My flight into Guatemala City got in too late to get out of town, so I reserved a room in a little place near the airport (Hostel Hermano Pedro, if anyone wants to know). They met me outside the airport and brought me to the hotel, so that was easy.
Calling this place a hotel is not quite right. Probably the best description would be “guest house” which is quite a bit less formal than a hotel. It may have been a family residence at one time; in fact, I think the couple that owns the place lives in one part. There is sort of a living room area with family pictures on the wall.
It is costing me $22, which is three or four times what I usually spend on lodging, but it is fairly nice, and worth it under the circumstances. Not only do they furnish towels and toilet paper–which is a dead giveaway that it is a classier joint than I am used to–but they serve a Continental breakfast (scrambled eggs and refried beans, no doubt.)
There is cable TV, and at the moment I am watching Letterman. There are quite a few English language channels on cable here, including CNN and the major US networks. There are also a couple odd channels, out of Venezuela, I think. As bad as network television often is, these channels are worse. I’ll describe some of the programs sometime.
Tomorrow I plan to catch a chicken bus up to Panajachel on Lake Atitlan. My plan is to spend the week there relaxing and catching up with friends, then go up to Xela, where my godchildren live, after New Years.

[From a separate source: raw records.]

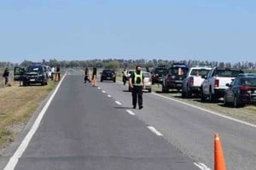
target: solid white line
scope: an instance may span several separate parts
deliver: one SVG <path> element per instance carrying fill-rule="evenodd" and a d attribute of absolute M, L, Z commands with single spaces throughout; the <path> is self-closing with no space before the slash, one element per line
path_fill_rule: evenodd
<path fill-rule="evenodd" d="M 203 163 L 197 163 L 197 162 L 194 162 L 194 164 L 198 167 L 201 170 L 211 170 L 209 167 L 207 167 L 206 165 L 204 165 Z"/>
<path fill-rule="evenodd" d="M 159 131 L 157 131 L 154 127 L 148 127 L 152 133 L 155 133 L 157 136 L 163 136 Z"/>
<path fill-rule="evenodd" d="M 13 156 L 9 159 L 8 164 L 5 166 L 3 170 L 14 170 L 15 166 L 18 163 L 19 159 L 21 157 L 22 154 L 24 153 L 24 151 L 26 150 L 29 142 L 31 141 L 32 138 L 33 137 L 34 133 L 37 132 L 39 124 L 49 107 L 49 105 L 50 105 L 53 98 L 55 97 L 55 95 L 56 94 L 58 89 L 60 88 L 60 86 L 62 82 L 62 81 L 64 80 L 65 76 L 67 74 L 65 74 L 63 76 L 63 77 L 61 78 L 61 82 L 59 82 L 59 84 L 57 85 L 55 90 L 54 91 L 54 93 L 52 94 L 52 95 L 50 96 L 50 98 L 49 99 L 49 100 L 47 101 L 47 103 L 45 104 L 45 105 L 44 106 L 43 110 L 41 110 L 41 112 L 39 113 L 39 115 L 38 116 L 34 124 L 32 125 L 32 128 L 30 129 L 30 131 L 28 132 L 28 133 L 26 134 L 26 136 L 25 137 L 25 139 L 23 139 L 23 141 L 21 142 L 20 145 L 19 146 L 19 148 L 16 150 L 15 153 L 13 155 Z"/>
<path fill-rule="evenodd" d="M 215 111 L 212 111 L 212 110 L 203 109 L 203 108 L 196 106 L 196 105 L 193 105 L 191 104 L 188 104 L 188 103 L 185 103 L 185 102 L 183 102 L 183 101 L 179 101 L 177 99 L 172 99 L 172 98 L 162 96 L 162 95 L 155 94 L 155 93 L 151 93 L 151 94 L 154 94 L 154 95 L 161 97 L 161 98 L 165 98 L 165 99 L 170 99 L 170 100 L 172 100 L 172 101 L 176 101 L 177 103 L 180 103 L 180 104 L 183 104 L 183 105 L 189 105 L 190 107 L 194 107 L 195 109 L 198 109 L 198 110 L 203 110 L 203 111 L 207 111 L 207 112 L 211 113 L 211 114 L 215 115 L 215 116 L 221 116 L 221 117 L 224 117 L 224 118 L 226 118 L 226 119 L 229 119 L 229 120 L 231 120 L 231 121 L 234 121 L 234 122 L 240 122 L 240 123 L 246 124 L 246 125 L 253 127 L 253 128 L 256 128 L 256 125 L 253 124 L 253 123 L 246 122 L 241 121 L 239 119 L 236 119 L 236 118 L 233 118 L 233 117 L 230 117 L 230 116 L 224 116 L 224 115 L 222 115 L 220 113 L 215 112 Z"/>
<path fill-rule="evenodd" d="M 127 111 L 130 115 L 135 116 L 135 113 L 133 113 L 131 110 L 126 110 L 126 111 Z"/>
<path fill-rule="evenodd" d="M 119 101 L 115 101 L 115 103 L 116 103 L 117 105 L 122 105 L 122 104 L 121 104 L 120 102 L 119 102 Z"/>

The weather is clear and a perfect 75 degrees. It is great to be back. Now I need to catch up on some sleep.
December 26, Panajachel
Yep, the breakfast was scrambled eggs and refried beans, along with white bread and instant coffee. On the plane someone asked me what Guatemalans typically eat. Tortillas are often eaten in place of bread, but that was pretty much a typical meal. The first time I came to Guatemala, twenty years ago now, I stayed with a family while I studied Spanish. I think we had some variation of that meal three times a day for the whole month I was there. I got sick and tired of it. Fortunately, this morning I was in the mood for it again.
The couple who ran the guest house took me to what is passing for a bus terminal these days in Guatemala City, and dropped me off right by the chicken bus I was looking for, which went directly to Panajachel.

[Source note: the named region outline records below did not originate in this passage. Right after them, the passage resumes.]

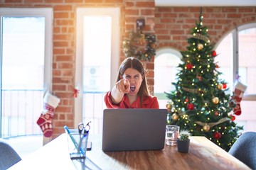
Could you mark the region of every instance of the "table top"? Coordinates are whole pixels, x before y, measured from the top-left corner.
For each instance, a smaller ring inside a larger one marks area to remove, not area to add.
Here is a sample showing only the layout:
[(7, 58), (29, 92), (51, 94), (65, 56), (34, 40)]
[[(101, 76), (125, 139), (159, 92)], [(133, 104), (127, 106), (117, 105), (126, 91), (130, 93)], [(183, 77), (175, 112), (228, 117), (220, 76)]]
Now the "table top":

Chicken bus drivers are well known for their attempts to pass anything that has even a slightly slower top speed than they do. It is a real contest, with the outcome often far from certain. I’ve seen a number of battered buses upside down in gullies. Until the first time I saw one of those I figured the bus drivers must be real pros who could fearlessly push the envelope without putting their passengers in any real danger. Now I know better. They are just crazy.
On the way to Pana I got to relive one of my favorite maneuvers. We came up behind a long semi-truck and trailer and the bus driver pulled out to pass as we were going uphill–on a blind corner. (That’s why I don’t like to sit up front. I’d rather not watch.)

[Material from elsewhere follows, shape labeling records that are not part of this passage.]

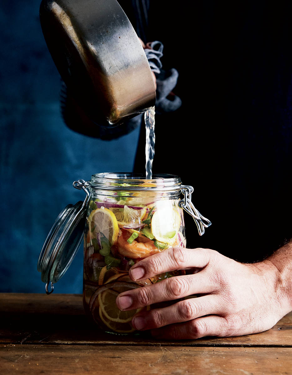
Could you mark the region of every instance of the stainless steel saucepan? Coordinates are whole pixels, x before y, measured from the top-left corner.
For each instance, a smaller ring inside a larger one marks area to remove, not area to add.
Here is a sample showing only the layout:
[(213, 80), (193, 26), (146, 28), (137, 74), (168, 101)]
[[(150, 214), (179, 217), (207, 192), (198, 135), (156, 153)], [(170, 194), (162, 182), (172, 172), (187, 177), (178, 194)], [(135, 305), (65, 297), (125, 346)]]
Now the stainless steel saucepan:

Chicken buses pick up and let out passengers just about anywhere along their route. As the driver valiantly tried to pass the semi, a passenger slowly made his way through the crowded bus towards the front door. We managed to pull in front of the semi just as the passenger indicated that he wanted to get out.
To his credit the bus driver tried to eject the passenger without losing much momentum, but even that hesitation allowed the semi to pass us. By the time the dozen or so cars stuck behind the semi also passed us we had nearly come to a full stop and had to chug up the hill in low gear. What a humiliation!
That was the excitement for the trip. We made it to Pana in about three hours and I checked into the place I usually stay here (Villa Lupita’s– $5 a night). I took a stroll through town and almost immediately ran into a few ex-pats I know who live here.
I also ran into a traveler, named Eddie, who I know from when I was here two years ago. He stayed in the room next to mine. The main thing I remember him for was his screaming nightmares. It was pretty scary the first night, and thoroughly annoying thereafter. He is about my age and I thought maybe he had suffered some psychological damage in Viet Nam. But I don’t think that was it. He always apologized for the screaming, but never offered an explanation as to why it was happening.
The other thing I remember about him was the impassioned eulogy he delivered when Hunter Thompson died. I know it was a dark day for all of us, but Eddie seemed to take it particularly hard. The eulogy drifted into a vivid description of the effects of abusing ether, which I think was something he and Hunter had in common (come to think of it, may that had something to do with the nightmares.)
When I ran into him today I learned we are both at the same hotel again, but I don’t think we are next to each other. If he keeps me awake again I may actually carry out some of the nefarious ideas I came up with the last times he kept me awake. Maybe he needs some fresh reasons for nightmares.